Tension over mopani worms harvesting

Matabeleland South has been experiencing a rush for mopane worms since November last year

A prominent Matabeleland South traditional leader has lashed out at people from outside the province he accused of employing poor methods of harvesting mopane worms (amacimbi) amid rampant destruction of  the environment.

The province has been experiencing a rush for mopane worms since November last year.

Gwanda chief Khulumani Mathema told Sunday Southern Eye that poor and uncontrolled harvesting of mopane worms threatened the economic wellbeing of the region.

“Amacimbi have been one of the economic enablers for people in our districts,” Mathema said.

“Now they (outsiders) are chopping down trees, which are the major source of mopane worms breeding.

“So one wonders why the Environmental Management Agency (EMA) is not protecting our people.

“This is not the way to live; you know these people come here and do their business of collecting mopane worms and some do not even have respect because they cut down the trees.

“Another thing is they do not know the process of collecting because they are not supposed to take them when they are still on the tree, but instead they should wait until they are now moving off from the tree on their own."

The traditional leader said mopane worms should only be harvested by locals.

“The locals know how to collect the worms and understand the whole process to harvest amacimbi,” Mathema added.

“My question is: Have they ever seen us going to their provinces to collect any of the things that their areas are well-known for?

“These people do not respect us and our culture, which is not fair because we no longer live peacefully.

“They should not come here because they are now ripping us off our environmental rights.

“If they want mopane worms (amacimbi) they should get them from wherever they come from not here.”

He said they have tried to engage EMA  officials on the issue without any success.

 “EMA people do not come here and engage with us the chiefs to mobilise people so that they educate them on their environmental rights,” Mathema said.

A Kaufusi villager, Reboni Noko said outsiders were leaving a trail of destruction in the process of harvesting mopane worms.
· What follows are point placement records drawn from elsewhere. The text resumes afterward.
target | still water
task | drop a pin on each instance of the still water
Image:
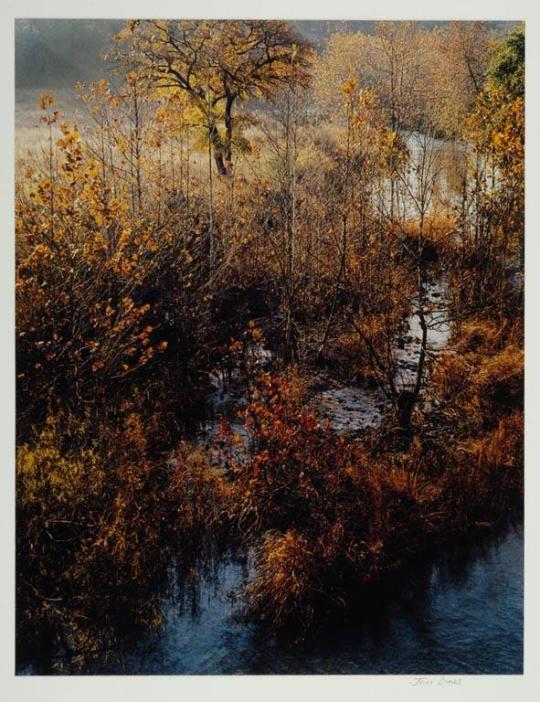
(461, 613)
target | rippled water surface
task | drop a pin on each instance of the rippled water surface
(461, 613)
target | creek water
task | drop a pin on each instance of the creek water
(459, 613)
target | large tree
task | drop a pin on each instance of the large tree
(218, 64)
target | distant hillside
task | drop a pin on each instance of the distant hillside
(56, 53)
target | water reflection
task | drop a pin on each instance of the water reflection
(460, 612)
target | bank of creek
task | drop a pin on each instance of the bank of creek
(458, 610)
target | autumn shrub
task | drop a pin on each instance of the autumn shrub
(329, 517)
(98, 520)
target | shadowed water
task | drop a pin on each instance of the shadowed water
(461, 613)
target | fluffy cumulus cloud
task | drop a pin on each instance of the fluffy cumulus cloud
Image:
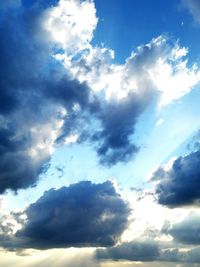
(186, 231)
(132, 251)
(178, 184)
(81, 215)
(193, 7)
(35, 98)
(55, 84)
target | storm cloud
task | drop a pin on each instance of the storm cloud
(81, 215)
(186, 231)
(179, 184)
(132, 251)
(48, 87)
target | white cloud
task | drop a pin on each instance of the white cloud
(71, 24)
(160, 66)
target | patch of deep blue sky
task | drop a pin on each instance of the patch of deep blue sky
(125, 24)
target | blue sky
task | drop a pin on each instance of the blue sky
(99, 133)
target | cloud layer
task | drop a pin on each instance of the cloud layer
(81, 215)
(178, 184)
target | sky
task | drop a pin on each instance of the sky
(99, 133)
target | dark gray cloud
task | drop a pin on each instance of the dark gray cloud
(81, 215)
(149, 251)
(33, 90)
(187, 231)
(118, 122)
(132, 251)
(179, 185)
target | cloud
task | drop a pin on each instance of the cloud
(37, 99)
(54, 84)
(10, 4)
(132, 251)
(193, 7)
(149, 251)
(178, 184)
(186, 231)
(56, 257)
(81, 215)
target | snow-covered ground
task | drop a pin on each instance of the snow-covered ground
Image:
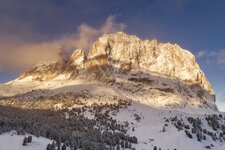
(11, 141)
(149, 129)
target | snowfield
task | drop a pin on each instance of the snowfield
(11, 141)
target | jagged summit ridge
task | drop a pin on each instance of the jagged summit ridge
(128, 52)
(151, 72)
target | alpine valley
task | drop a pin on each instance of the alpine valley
(126, 93)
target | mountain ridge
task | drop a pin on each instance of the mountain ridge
(121, 59)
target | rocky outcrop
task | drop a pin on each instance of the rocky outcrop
(124, 53)
(153, 72)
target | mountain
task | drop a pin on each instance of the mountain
(160, 74)
(125, 91)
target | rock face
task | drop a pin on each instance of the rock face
(125, 53)
(156, 73)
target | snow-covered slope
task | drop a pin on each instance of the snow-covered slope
(154, 73)
(10, 141)
(144, 83)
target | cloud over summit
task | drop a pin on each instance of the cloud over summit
(16, 54)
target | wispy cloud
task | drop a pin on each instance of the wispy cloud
(213, 58)
(20, 55)
(201, 54)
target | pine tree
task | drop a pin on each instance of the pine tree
(48, 147)
(118, 147)
(25, 140)
(29, 140)
(64, 147)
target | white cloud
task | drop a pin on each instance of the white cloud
(201, 54)
(19, 55)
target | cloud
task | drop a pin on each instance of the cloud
(15, 54)
(223, 98)
(201, 54)
(213, 58)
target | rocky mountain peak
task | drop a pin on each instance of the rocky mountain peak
(128, 53)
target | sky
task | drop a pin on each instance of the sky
(35, 31)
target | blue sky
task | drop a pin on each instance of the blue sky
(31, 30)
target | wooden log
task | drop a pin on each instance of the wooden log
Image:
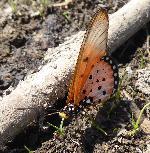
(50, 83)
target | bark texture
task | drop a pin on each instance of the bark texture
(50, 83)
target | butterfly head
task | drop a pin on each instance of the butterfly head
(69, 111)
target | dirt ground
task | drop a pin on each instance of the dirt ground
(25, 35)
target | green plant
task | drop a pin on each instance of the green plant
(44, 6)
(28, 149)
(60, 129)
(13, 5)
(136, 123)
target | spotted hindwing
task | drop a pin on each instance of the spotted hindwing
(92, 50)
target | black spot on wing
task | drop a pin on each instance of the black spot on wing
(85, 59)
(90, 77)
(104, 92)
(97, 80)
(99, 88)
(84, 91)
(103, 79)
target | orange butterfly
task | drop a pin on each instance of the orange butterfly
(96, 76)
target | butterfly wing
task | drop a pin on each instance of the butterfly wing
(93, 48)
(101, 82)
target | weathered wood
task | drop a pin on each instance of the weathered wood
(49, 84)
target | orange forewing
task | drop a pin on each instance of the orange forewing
(93, 48)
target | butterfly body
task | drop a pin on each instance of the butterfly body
(96, 75)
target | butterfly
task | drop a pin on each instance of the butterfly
(96, 75)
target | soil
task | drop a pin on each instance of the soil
(25, 38)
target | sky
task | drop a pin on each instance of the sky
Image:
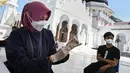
(120, 8)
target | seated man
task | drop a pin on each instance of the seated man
(107, 56)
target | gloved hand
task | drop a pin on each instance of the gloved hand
(64, 51)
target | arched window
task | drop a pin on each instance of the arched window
(63, 32)
(73, 31)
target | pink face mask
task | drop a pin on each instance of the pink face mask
(38, 25)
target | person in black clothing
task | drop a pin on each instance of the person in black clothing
(107, 56)
(31, 48)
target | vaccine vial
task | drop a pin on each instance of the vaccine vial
(105, 54)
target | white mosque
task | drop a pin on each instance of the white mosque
(88, 19)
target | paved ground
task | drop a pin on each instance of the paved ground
(124, 66)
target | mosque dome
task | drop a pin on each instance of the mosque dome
(101, 1)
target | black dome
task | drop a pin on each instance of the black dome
(102, 1)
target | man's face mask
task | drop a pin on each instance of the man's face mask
(38, 25)
(109, 41)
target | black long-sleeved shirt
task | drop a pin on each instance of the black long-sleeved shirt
(25, 55)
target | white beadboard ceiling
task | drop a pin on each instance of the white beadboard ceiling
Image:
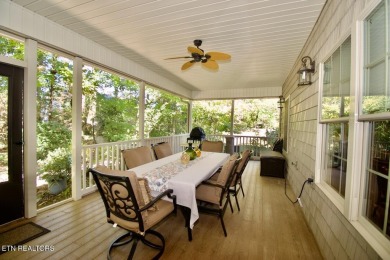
(264, 37)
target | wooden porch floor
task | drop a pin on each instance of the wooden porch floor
(268, 226)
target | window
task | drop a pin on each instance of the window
(286, 117)
(376, 208)
(54, 127)
(376, 91)
(214, 116)
(336, 83)
(335, 159)
(375, 112)
(334, 115)
(259, 117)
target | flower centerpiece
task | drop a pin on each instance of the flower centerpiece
(190, 150)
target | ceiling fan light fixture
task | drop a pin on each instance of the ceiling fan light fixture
(198, 55)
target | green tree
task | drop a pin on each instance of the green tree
(110, 107)
(165, 114)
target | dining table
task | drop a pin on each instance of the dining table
(170, 173)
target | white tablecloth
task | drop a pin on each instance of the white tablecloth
(169, 173)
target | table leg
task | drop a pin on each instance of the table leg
(187, 215)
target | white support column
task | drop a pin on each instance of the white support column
(30, 129)
(76, 127)
(232, 118)
(189, 116)
(142, 112)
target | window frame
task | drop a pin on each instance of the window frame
(339, 202)
(359, 139)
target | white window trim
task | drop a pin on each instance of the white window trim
(355, 185)
(288, 101)
(332, 195)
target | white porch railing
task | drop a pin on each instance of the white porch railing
(109, 154)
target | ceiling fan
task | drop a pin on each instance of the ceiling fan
(208, 60)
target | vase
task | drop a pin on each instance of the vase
(190, 151)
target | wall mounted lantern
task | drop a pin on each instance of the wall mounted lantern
(281, 102)
(305, 72)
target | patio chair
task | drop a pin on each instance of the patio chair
(236, 184)
(129, 205)
(212, 146)
(137, 156)
(212, 195)
(162, 150)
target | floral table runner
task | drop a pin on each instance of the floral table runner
(158, 177)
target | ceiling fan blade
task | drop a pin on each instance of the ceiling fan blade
(185, 57)
(211, 64)
(195, 50)
(187, 65)
(218, 55)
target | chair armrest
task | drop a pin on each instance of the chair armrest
(212, 183)
(160, 196)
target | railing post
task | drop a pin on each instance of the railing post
(76, 127)
(229, 148)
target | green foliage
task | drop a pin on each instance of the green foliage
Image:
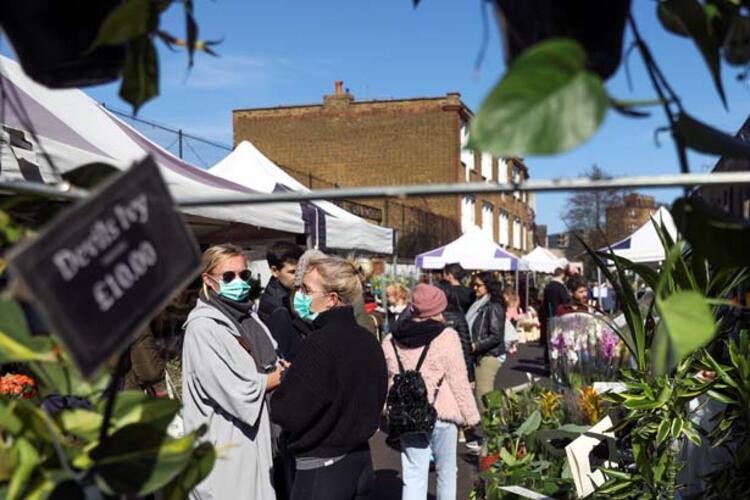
(547, 102)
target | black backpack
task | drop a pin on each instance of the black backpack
(408, 410)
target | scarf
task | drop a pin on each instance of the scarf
(252, 331)
(471, 314)
(418, 333)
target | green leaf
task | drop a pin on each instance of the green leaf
(676, 429)
(703, 225)
(689, 16)
(530, 425)
(140, 459)
(15, 352)
(199, 467)
(140, 76)
(688, 321)
(546, 103)
(706, 139)
(128, 21)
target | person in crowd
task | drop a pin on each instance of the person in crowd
(147, 364)
(274, 308)
(451, 282)
(397, 296)
(579, 293)
(330, 400)
(455, 318)
(486, 320)
(513, 305)
(554, 294)
(229, 363)
(446, 380)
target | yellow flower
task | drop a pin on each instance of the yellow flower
(549, 402)
(591, 404)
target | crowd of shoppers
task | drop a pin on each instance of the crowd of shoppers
(291, 395)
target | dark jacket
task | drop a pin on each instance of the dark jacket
(488, 330)
(330, 399)
(461, 295)
(457, 321)
(555, 293)
(274, 296)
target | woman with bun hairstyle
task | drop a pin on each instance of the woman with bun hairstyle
(229, 363)
(330, 399)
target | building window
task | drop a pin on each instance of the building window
(468, 213)
(516, 233)
(467, 156)
(487, 219)
(504, 228)
(487, 166)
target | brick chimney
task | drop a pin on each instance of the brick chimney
(339, 100)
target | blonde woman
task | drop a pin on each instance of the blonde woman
(330, 400)
(229, 363)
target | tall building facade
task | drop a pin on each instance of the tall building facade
(346, 143)
(623, 220)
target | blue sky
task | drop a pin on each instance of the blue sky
(282, 52)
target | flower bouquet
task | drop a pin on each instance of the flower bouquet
(583, 350)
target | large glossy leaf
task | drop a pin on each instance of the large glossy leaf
(126, 22)
(546, 103)
(689, 16)
(139, 459)
(706, 139)
(140, 77)
(688, 321)
(723, 239)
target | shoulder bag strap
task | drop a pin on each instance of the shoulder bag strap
(398, 359)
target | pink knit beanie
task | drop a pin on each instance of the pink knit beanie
(428, 301)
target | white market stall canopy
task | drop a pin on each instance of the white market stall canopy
(333, 226)
(542, 260)
(474, 250)
(74, 130)
(644, 245)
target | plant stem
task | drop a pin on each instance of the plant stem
(658, 80)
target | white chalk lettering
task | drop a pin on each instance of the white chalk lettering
(113, 286)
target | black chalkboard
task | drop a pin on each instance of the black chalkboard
(105, 266)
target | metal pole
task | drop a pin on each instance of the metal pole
(554, 185)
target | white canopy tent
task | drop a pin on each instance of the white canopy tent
(73, 130)
(250, 168)
(541, 260)
(644, 245)
(474, 250)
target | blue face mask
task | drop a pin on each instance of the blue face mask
(302, 303)
(237, 290)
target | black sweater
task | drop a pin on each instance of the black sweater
(330, 399)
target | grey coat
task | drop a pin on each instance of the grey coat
(222, 389)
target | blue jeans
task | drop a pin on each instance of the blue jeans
(415, 462)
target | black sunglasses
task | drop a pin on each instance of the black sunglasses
(228, 276)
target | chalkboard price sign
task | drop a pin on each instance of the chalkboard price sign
(105, 266)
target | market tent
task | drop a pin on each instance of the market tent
(644, 245)
(542, 260)
(249, 167)
(69, 129)
(474, 250)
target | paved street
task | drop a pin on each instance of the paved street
(387, 462)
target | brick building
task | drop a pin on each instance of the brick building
(624, 219)
(346, 143)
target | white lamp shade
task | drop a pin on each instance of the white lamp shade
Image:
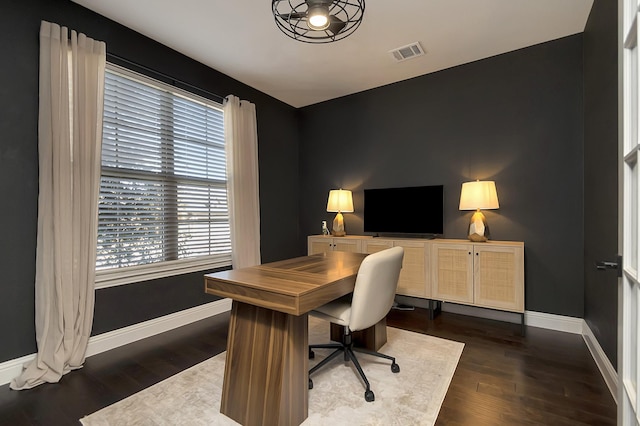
(479, 195)
(340, 200)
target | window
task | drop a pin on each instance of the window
(163, 195)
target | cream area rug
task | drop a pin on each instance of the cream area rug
(411, 397)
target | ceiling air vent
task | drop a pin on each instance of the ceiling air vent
(409, 51)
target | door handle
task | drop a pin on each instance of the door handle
(603, 265)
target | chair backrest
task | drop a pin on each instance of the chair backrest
(375, 287)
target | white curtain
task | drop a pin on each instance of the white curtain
(69, 145)
(241, 139)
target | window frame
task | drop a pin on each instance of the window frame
(131, 274)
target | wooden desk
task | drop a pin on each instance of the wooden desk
(266, 369)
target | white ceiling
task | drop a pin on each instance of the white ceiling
(240, 38)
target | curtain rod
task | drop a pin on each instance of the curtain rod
(175, 81)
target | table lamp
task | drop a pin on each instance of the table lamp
(340, 200)
(478, 195)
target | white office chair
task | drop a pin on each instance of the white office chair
(372, 299)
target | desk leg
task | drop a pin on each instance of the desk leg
(265, 376)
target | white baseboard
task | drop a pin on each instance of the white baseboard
(531, 318)
(609, 374)
(114, 339)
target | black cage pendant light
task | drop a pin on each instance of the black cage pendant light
(318, 21)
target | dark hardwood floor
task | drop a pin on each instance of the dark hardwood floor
(503, 378)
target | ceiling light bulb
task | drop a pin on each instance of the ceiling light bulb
(317, 18)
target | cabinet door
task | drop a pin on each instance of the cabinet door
(317, 245)
(452, 272)
(413, 275)
(499, 280)
(350, 245)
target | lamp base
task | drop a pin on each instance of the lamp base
(338, 226)
(478, 228)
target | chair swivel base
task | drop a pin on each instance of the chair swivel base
(348, 351)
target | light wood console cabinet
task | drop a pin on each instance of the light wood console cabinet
(322, 244)
(488, 275)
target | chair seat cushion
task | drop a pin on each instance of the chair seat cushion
(338, 312)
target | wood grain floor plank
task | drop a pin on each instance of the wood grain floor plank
(503, 378)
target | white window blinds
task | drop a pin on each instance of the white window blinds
(163, 195)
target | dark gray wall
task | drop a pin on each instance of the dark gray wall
(516, 118)
(601, 172)
(129, 304)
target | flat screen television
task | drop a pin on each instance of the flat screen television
(415, 210)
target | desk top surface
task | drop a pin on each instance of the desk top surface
(293, 286)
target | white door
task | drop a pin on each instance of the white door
(629, 293)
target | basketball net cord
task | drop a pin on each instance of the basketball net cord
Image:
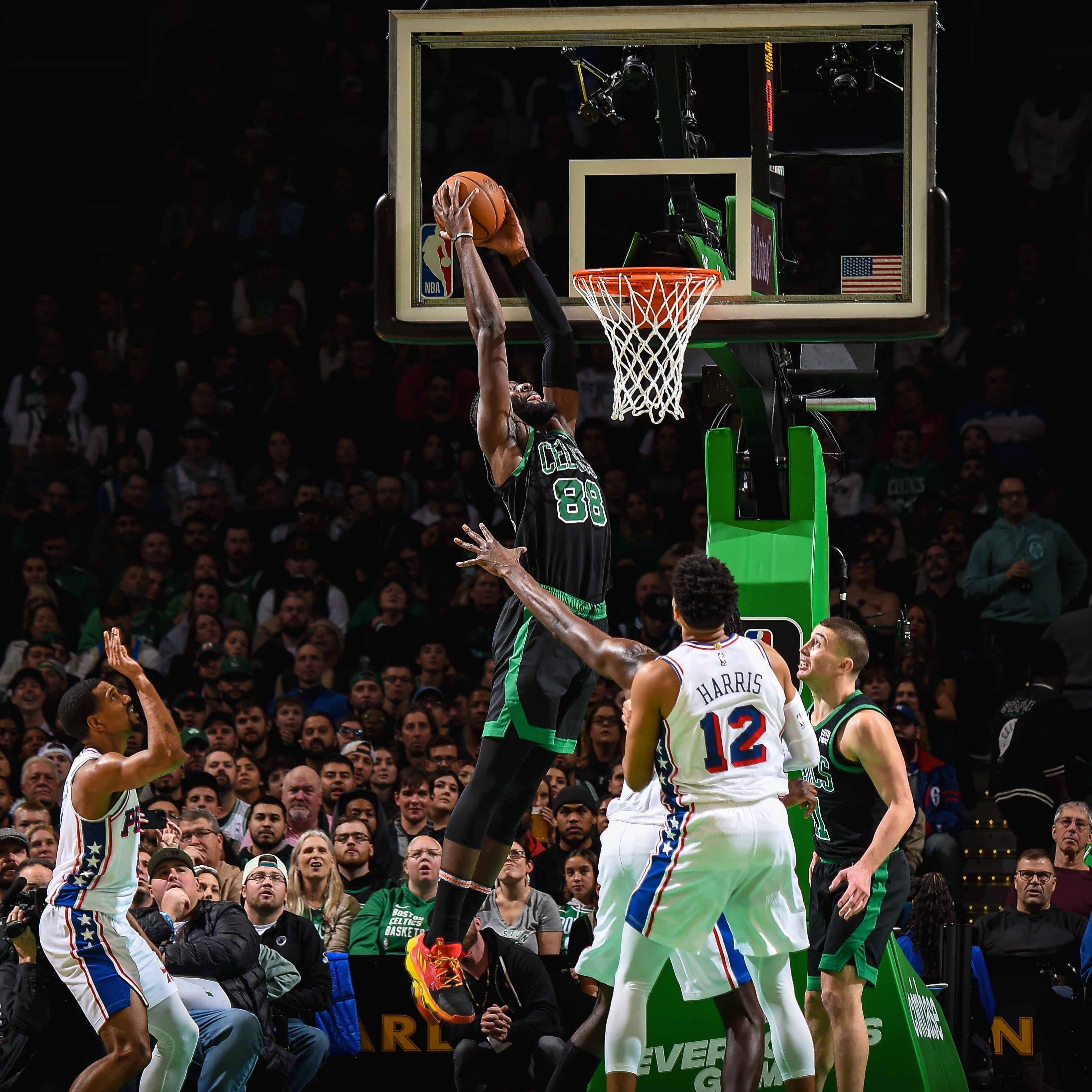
(648, 321)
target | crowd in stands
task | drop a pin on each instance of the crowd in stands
(214, 453)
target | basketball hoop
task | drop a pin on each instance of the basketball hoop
(648, 316)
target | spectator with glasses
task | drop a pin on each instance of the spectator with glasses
(1033, 929)
(1073, 878)
(266, 895)
(353, 851)
(201, 838)
(391, 918)
(316, 892)
(516, 911)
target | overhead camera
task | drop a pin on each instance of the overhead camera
(636, 70)
(843, 75)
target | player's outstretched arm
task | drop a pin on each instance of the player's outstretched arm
(870, 740)
(496, 433)
(612, 657)
(164, 751)
(655, 694)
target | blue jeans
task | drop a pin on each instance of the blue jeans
(229, 1048)
(312, 1049)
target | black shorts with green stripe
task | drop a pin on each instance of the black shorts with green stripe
(540, 686)
(833, 941)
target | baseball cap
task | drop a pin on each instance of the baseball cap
(10, 835)
(907, 712)
(574, 794)
(190, 735)
(211, 650)
(265, 861)
(168, 853)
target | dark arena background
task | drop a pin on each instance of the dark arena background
(220, 437)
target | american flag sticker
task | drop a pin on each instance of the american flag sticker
(872, 274)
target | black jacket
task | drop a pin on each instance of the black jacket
(299, 942)
(517, 979)
(220, 943)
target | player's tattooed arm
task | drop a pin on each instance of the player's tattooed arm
(656, 690)
(500, 438)
(870, 740)
(613, 658)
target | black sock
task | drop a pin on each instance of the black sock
(575, 1071)
(450, 893)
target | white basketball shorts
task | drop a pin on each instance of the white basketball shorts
(713, 859)
(626, 848)
(101, 959)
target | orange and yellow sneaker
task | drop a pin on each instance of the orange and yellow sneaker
(438, 986)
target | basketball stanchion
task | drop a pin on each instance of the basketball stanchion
(648, 316)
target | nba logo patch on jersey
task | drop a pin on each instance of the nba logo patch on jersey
(436, 265)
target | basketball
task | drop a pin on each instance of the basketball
(487, 209)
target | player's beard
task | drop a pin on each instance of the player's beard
(534, 414)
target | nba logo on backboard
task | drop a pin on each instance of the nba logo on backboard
(435, 264)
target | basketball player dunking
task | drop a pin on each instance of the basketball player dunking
(636, 822)
(87, 931)
(540, 687)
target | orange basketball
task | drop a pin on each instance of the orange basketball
(487, 209)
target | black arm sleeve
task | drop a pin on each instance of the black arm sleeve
(560, 362)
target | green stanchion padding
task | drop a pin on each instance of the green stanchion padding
(781, 567)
“They just come here with no knowledge of how the worms should be harvested,” Noko said.

“They pollute our environment leaving plastic bags  everywhere and some come with their babies leaving pampers lying around everywhere.”

Another villager, Relebile Nare said they were losing patience with the “foreigners” that had taken over their area.

Matabeleland South EMA public relations officer Sithembokuhle Moyo said they were aware of the issue, but  had not been empowered to intervene.